FRIDAY, April 20th
Today we celebrate the 70th anniversary of the founding of the State of Israel. The Jewish people for 2000 years have been exiled from our land, cast out from our own land, like the metzora, of whom we read in this week’s parsha, who was banished from Israelite encampment on account of their divinely inflicted skin condition that came about as punishment for lashon hara, malicious gossip.
Just as God in His mercy, ordained a process and a means for returning the outcast metzora into the camp, so, too, He has in living memory allowed our people to return to our land. This is a miracle for which we offer thanks and praise, singing Hallel each year on the anniversary of Israel’s national rebirth.

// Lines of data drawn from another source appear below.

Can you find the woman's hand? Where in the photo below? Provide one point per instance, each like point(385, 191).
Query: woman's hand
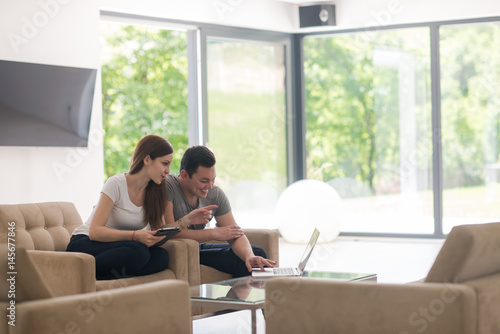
point(146, 237)
point(199, 216)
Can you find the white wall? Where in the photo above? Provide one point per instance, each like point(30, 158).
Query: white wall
point(258, 14)
point(374, 13)
point(65, 32)
point(56, 32)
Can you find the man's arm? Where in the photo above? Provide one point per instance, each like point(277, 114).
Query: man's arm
point(220, 234)
point(241, 246)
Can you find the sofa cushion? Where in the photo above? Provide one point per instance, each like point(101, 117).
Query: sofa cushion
point(469, 252)
point(40, 226)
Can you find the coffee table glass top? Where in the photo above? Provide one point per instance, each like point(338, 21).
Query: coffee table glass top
point(251, 291)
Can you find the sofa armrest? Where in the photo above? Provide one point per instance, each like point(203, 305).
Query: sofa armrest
point(299, 305)
point(65, 273)
point(178, 258)
point(158, 307)
point(192, 248)
point(488, 307)
point(267, 239)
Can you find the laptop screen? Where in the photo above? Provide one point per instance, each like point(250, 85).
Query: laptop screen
point(308, 251)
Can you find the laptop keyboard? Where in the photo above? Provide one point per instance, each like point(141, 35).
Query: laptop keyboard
point(283, 271)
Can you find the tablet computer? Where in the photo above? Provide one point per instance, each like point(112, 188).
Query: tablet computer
point(168, 232)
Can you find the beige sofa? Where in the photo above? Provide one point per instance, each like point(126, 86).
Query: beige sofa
point(55, 292)
point(460, 295)
point(48, 227)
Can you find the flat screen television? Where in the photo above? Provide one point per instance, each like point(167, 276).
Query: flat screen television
point(45, 105)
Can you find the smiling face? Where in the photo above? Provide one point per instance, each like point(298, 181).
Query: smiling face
point(199, 183)
point(159, 168)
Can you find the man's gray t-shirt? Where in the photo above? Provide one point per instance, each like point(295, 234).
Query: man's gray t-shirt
point(181, 206)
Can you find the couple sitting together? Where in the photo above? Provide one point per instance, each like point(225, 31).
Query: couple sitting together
point(120, 232)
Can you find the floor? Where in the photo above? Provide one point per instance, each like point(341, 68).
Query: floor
point(393, 260)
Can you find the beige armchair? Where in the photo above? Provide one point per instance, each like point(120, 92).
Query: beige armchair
point(55, 292)
point(48, 227)
point(460, 295)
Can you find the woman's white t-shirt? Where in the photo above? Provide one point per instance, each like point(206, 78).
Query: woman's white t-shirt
point(125, 215)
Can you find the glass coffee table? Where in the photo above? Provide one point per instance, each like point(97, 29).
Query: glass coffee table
point(248, 293)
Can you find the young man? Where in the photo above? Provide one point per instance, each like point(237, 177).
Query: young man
point(194, 188)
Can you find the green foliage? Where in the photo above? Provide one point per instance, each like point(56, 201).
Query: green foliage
point(144, 91)
point(352, 105)
point(356, 89)
point(470, 72)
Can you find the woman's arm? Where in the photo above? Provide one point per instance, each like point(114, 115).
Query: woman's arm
point(99, 232)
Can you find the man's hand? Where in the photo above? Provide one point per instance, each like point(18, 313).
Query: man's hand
point(258, 261)
point(226, 233)
point(199, 216)
point(147, 237)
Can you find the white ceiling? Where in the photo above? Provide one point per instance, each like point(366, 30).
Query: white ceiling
point(305, 2)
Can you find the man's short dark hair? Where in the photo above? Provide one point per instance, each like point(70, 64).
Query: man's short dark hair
point(197, 156)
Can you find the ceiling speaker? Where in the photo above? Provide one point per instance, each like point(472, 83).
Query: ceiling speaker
point(317, 15)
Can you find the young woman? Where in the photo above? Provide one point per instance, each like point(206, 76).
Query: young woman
point(121, 229)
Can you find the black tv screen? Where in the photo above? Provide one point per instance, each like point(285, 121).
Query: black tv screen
point(45, 105)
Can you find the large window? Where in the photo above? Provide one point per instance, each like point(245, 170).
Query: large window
point(144, 90)
point(368, 127)
point(247, 125)
point(470, 108)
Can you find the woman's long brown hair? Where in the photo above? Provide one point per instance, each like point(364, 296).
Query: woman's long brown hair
point(155, 200)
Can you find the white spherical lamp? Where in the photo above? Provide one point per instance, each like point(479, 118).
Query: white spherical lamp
point(307, 204)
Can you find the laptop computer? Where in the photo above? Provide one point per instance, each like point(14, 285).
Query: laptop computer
point(292, 271)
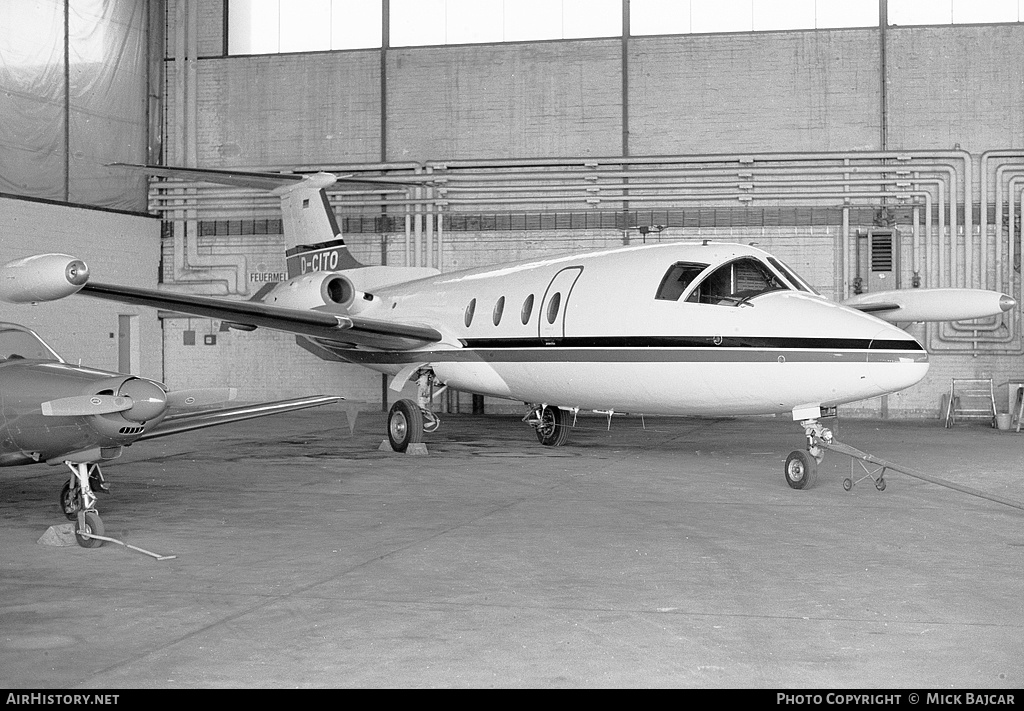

But reintegration is a process; even after reentering the camp, the returning metzora dwells outside their tent for a week before they can move back into their home. In many ways, our national homecoming is not complete. The temple has not been rebuilt, Jews are still not even allowed to worship on the Temple Mount. We are still plagued by internal conflicts between Ashkenazim and Sepharadim, between religious and secular, between right and left, to say nothing of our conflict with our Arab neighbors. In many ways we are still, like the metzora, brought back into the camp, but still not yet fully home. Perhaps all the conflicts that keep us outside will be resolved when Mashiach comes. I personally suspect the Mashiach will not come until we find a way to address these conflicts ourselves.
If that’s true, then each of us has the power to hasten that day by building bridges among various Jewish communities and factions, and between our family and the larger family of nations. Ever step each of us takes towards greater achdus, greater unity, is a step towards the day when Israel, the Jewish people fully return home.